You want that combination to be "valid" for each individual animal where "valid" means "to appear in the enumeration of valid animal type/food type combinations that are listed in FOOD.
So you have a constraint that is somewhat similar to an FK, but this time the "foreign key" appears not in a base table, but in a join of two tables. For this type of constraint, the SQL language has CHECK constraints and ASSERTIONS.
The ASSERTION version is the simplest. It is a constraint like (I've been somewhat liberal with the attribute names in order to avoid mere attribute renames that obfuscate the point)

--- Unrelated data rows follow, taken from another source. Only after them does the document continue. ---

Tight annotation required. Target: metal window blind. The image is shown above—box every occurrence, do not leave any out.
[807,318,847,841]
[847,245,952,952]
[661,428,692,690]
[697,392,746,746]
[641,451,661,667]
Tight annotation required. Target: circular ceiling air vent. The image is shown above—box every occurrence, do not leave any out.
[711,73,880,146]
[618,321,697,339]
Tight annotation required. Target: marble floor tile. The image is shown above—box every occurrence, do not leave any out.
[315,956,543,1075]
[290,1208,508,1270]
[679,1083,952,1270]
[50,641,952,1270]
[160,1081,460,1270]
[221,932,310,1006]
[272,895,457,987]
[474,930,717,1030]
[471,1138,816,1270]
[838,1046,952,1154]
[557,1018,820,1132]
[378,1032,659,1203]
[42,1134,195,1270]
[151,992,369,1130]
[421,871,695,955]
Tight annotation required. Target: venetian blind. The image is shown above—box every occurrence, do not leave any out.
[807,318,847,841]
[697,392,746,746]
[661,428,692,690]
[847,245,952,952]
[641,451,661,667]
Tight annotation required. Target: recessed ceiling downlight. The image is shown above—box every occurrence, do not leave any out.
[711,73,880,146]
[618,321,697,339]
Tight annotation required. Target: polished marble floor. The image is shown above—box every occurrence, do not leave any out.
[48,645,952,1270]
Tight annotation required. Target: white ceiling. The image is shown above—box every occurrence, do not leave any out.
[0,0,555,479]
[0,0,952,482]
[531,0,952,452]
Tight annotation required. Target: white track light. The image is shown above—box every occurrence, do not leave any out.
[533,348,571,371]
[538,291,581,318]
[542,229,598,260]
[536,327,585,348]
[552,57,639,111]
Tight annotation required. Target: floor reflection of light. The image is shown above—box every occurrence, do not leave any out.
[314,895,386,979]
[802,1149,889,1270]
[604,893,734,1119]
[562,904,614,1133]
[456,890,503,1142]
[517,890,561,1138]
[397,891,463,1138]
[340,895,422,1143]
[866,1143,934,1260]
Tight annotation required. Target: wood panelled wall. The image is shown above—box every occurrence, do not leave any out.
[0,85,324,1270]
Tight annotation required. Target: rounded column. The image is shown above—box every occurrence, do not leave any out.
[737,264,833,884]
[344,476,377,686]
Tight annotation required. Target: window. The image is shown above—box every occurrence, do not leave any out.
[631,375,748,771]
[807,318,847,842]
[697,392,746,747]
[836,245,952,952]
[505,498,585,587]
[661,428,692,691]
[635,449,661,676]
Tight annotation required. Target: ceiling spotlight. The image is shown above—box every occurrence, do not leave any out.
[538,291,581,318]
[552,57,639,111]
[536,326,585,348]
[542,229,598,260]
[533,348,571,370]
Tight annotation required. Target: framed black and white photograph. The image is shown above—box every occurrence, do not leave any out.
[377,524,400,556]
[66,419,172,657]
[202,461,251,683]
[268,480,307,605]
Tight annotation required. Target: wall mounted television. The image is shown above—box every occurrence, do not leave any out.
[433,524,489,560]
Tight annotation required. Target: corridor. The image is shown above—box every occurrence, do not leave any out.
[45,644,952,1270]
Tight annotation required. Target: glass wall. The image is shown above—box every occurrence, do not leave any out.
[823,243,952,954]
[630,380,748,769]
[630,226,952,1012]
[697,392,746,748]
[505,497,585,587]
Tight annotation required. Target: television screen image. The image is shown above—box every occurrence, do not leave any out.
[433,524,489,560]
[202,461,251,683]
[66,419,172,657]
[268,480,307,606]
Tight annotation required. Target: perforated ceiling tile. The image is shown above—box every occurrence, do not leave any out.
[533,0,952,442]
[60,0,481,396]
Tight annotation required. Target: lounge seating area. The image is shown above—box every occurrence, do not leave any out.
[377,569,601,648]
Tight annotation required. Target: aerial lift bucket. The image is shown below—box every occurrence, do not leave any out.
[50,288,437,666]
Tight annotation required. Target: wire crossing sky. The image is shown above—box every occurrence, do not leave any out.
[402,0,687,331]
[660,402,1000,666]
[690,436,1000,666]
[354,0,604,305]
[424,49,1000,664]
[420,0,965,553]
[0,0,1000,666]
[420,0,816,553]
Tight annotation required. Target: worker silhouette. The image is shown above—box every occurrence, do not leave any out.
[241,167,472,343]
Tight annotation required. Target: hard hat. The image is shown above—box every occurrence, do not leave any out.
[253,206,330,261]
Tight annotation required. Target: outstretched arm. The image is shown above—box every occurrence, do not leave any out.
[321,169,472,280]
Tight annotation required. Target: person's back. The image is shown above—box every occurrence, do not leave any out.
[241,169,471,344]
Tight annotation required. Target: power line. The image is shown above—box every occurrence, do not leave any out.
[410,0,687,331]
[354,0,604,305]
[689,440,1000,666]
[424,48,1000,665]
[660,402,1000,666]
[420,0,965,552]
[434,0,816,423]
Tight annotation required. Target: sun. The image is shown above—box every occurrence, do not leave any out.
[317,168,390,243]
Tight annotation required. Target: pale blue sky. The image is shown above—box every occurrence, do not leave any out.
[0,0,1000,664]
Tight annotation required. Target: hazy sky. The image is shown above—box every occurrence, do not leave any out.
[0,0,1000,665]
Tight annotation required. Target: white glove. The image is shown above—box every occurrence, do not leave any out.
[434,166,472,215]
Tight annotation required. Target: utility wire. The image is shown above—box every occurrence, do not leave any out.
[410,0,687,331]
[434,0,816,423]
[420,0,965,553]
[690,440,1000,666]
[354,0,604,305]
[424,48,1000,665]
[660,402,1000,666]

CREATE ASSERTION <name for your constraint here>
CHECK NOT EXISTS (SELECT ANIMAL_TYPE, FOOD_TYPE
FROM ANIMALS NATURAL JOIN PREF_FOOD
WHERE (ANIMAL_TYPE, FOOD_TYPE) NOT IN
SELECT ANIMAL_TYPE, FOOD_TYPE FROM FOOD_TYPE);
But your average SQL engine won't support ASSERTIONs. So you have to use CHECK constraints. For the PREF_FOOD table, for example, the CHECK constraint you need might look something like
CHECK EXISTS (SELECT 1
FROM FOOD NATURAL JOIN ANIMAL
WHERE ANIMAL_TYPE = <animal type of inserted row> AND
FOOD_TYPE = <food type of inserted row>);
In theory, this should suffice to enforce your constraint, but then again your average SQL engine will once again not support this kind of CHECK constraint, because of the references to tables other than the one the constraint is defined on.

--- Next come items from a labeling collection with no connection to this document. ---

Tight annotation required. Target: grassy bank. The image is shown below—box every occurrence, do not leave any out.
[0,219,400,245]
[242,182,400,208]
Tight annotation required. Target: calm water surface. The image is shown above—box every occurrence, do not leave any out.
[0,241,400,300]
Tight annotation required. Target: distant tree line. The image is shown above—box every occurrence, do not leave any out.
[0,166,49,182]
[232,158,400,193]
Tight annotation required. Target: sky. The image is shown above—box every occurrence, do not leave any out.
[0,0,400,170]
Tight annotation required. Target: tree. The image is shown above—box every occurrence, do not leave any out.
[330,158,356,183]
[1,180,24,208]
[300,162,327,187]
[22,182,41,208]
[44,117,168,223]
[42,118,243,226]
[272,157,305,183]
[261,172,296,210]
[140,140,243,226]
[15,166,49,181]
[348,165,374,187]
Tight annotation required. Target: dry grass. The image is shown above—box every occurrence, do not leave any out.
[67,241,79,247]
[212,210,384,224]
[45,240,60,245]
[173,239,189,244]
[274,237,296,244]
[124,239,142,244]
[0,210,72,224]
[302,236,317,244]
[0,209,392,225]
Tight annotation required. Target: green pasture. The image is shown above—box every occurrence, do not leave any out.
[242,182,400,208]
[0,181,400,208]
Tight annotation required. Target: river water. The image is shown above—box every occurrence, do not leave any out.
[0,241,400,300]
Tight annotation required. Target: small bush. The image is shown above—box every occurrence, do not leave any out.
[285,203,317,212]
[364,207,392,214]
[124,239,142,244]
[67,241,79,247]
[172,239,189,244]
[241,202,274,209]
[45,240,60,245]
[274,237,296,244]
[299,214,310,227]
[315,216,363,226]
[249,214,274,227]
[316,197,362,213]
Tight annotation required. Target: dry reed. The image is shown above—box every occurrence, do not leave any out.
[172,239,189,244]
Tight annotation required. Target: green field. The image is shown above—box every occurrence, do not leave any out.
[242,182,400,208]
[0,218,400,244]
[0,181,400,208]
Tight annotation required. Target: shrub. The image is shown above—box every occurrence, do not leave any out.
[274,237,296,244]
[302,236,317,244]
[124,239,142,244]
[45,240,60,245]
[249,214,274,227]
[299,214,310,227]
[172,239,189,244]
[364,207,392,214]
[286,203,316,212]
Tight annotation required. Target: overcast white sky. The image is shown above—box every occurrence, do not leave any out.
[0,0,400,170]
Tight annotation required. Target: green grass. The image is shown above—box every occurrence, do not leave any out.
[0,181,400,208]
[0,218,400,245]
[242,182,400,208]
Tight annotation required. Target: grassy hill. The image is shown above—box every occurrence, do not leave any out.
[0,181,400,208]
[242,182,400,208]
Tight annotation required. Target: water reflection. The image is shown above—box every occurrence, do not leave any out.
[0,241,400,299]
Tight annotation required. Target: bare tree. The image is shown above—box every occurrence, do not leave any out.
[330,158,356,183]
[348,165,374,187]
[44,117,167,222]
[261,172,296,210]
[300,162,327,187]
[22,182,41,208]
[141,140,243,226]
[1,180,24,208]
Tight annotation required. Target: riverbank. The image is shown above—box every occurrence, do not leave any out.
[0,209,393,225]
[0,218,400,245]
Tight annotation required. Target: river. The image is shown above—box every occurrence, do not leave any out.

So the options you have is to resort to rather complex (*) setups like catcall's, or enforcing the constraint using triggers (and you'll have to write quite a lot of them (three or six at least, haven't thought this through in detail), and your next best option is to enforce this in application code, and once again there will be three or six (more or less) distinct places where the same number of distinct checks need to be implemented.

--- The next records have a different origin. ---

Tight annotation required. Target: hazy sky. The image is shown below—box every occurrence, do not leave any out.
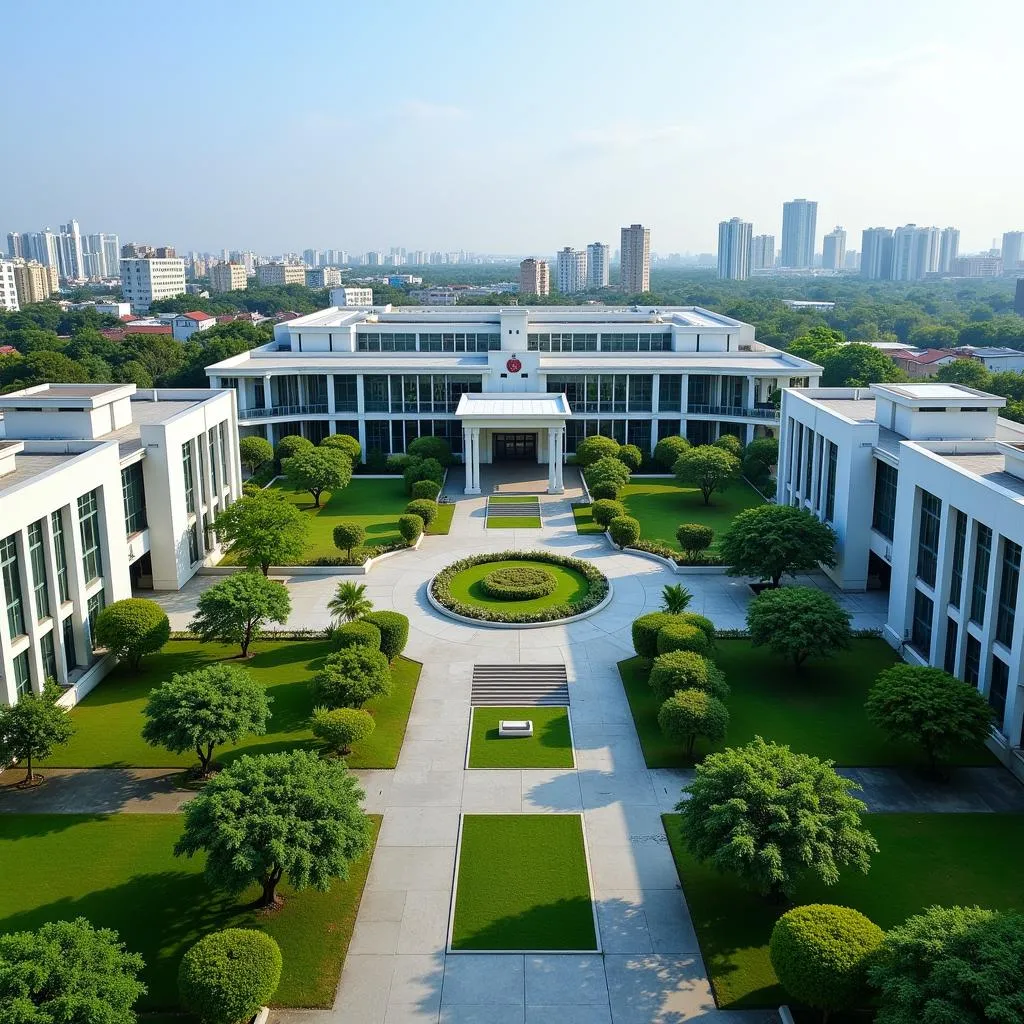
[0,0,1024,254]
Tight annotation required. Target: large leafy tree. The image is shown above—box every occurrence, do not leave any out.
[677,736,879,898]
[188,571,292,657]
[0,918,145,1024]
[174,751,371,907]
[214,490,309,575]
[864,665,992,774]
[142,663,270,775]
[718,505,837,587]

In all of these three scenario's, you will preferably want to document the existence of the constraint, and what exactly it is about, in some other place. None of the three will make it very obvious to a third party reading this design what the heck this is all about.
(*) "complex" might not exactly be the right word, but note that such solutions rely on deliberate redundancy, thus deliberately going below 3NF with the design. And this means that your design is exposed to update anomalies, meaning that it will be harder for the user to update the database AND keep it consistent (precisely because of the deliberate redundancies).